Guam - The Guam Memorial Hospital has experienced its amount of shortcomings for quite some time, from financial challenges to staffing requirements. And as a new private hospital lingers overhead, Guam's only public hospital may be in danger of losing millions.

"We don't want to be a second-class hospital," defended Rey Vega, GMH's interim administrator. Such was the overall feeling from the agency's administration during Tuesday night's oversight hearing. GMH's administrative team presented lawmakers an update on the status of the island's only public hospital, specifically cost-cutting initiatives, capital improvements projects, and moving forward on improving the hospital in light of a new hospital ahead.

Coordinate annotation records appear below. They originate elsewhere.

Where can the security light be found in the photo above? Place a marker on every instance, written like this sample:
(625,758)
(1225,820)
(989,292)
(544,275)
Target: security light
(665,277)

Vega says although the hospital has much to look forward to, notably Governor Eddie Calvo's plans to expand the Emergency Department and Critical and Intensive Care Units. Additionally, the Guam Regional Medical City does pose a possible threat in taking away not only revenue, but staff as well. Vega said, "We calculated if those good payers go to the new hospital - we expect to lose $35 million a year. That is an estimate from the revenues generated from the good payer or the commercial."

"Loss of experienced employees is possibility the only thing that would counter to that is if we maintain the rich benefits," he added, "because I'm sure the private hospital will not be able to match the rich benefits."

And although the new hospital would leave GMH with about 50 percent of the population served, including those who self-pay and those under MIP, Medicaid and Medicare, those rich benefits Vega speaks of range from leave sharing, parental support, paternity/maternity leave, weekend pay and certification pay all of which have brought on several challenges for the hospital. "Leave sharing we have noticed has a recently to been abused. We have seen a lot of requests for leave-sharing, for the Family Medical Leave Act, and it's impacting in our especially the clinical side of the house. It's impacting in our ability to provide the patient care if they are on leave for a definite period of time," he explained.

GMH also estimates the non-productive hours in the past year such as jury duty, military leave, annual leave, sick leave and lump sum payments have cost the hospital about $6.8 million. Vega pleaded for the Guam Legislature's help, saying, "With the guidance from the board, we're looking at most of these as monies that we could pay for the vendor for our critical supplies. We beg the Legislature to look at some of these legislative benefits. I know it's not a going to be popular issue especially with my staff, but if we were to succeed, we might as well succeed together."

With new competition and higher expectations raised by the community, GMH's Dr. Larry Lizama hopes more can done to once again become the community provider of care on island, saying, "With that raising level of expectation is comes that challenge of finding the best and the brightest, and unfortunately at this time our recruitment efforts have been slow bound and our retention is being challenged."

Vega did add that they are waiting on a follow-up visit from both JACHO and CMS. but have since completed several of the citations noted last year.